"I wouldn't try to put Windows 10 (certainly not 11) on it even if Microsoft claims it would be fine."
It's running Win10 right now as I type. The good video card and the SSD make a difference. It also runs Kubuntu in VMWare.
Cool, I thought it needed a quad-core or it'd be desperately slow. Maybe it would be without the SSD drive and video card. A slower drive means the processor is stressed longer (so less cycles for other tasks) not to mention defragmentation. And without a video card (or discrete video), RAM usage increases so you might only be left with 4 GB depending on your resolution, etc. Plus, shared RAM is much slower since it's "further" away from the graphics chipset.

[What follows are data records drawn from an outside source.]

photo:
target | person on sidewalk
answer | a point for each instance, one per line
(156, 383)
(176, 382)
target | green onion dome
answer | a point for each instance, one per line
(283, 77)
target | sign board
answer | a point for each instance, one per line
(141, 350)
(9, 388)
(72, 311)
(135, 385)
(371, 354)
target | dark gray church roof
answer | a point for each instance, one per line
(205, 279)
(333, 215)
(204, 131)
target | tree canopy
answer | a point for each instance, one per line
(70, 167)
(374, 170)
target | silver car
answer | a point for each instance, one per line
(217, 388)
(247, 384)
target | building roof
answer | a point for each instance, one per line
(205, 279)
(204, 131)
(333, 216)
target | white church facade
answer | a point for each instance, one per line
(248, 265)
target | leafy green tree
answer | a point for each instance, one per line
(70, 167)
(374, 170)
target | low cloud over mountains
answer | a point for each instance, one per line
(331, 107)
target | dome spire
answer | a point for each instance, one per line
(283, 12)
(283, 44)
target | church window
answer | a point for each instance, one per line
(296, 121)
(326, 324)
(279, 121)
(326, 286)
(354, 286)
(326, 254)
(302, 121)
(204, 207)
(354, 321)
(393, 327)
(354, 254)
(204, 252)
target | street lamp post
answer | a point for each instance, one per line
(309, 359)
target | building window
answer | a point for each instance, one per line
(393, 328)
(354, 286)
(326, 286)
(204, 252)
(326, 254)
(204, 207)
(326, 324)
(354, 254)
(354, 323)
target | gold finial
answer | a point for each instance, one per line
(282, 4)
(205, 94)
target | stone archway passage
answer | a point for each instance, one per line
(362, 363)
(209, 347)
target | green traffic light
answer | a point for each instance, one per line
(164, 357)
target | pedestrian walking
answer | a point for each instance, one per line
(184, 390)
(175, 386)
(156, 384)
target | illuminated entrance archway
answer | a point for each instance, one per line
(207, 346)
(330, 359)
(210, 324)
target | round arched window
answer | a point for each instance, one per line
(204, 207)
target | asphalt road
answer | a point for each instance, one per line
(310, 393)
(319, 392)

However, I guess "slow" is relative though. I used to think the Toshiba laptop I bought from Mike was slow when I was forced to downgrade. But after 6 months, it seemed fine except when I switched between full-screen and window mode, there'd be a lag. Otherwise, it seemed to work well, and it was only an i3 processor running at 1.4 GHz with 4 GB RAM. It was a dual-core processor with hyperthreading which and old friend would have said was like 2 1/2 cores.
I should say Linux ran great on it. Windows 10 ran fine on it, at first. After a couple of years it was bogged down as Windows is known to do. It had an SSD drive but had onboard video with shared RAM and only 4 GB of that, so that didn't help.
When I went back to my old computer, it felt like lightning in Linux AND Windows 10.
You should get William's Phenom x4, Buster. That's 33% faster! And 33% more RAM! Now HOW much would YOU pay?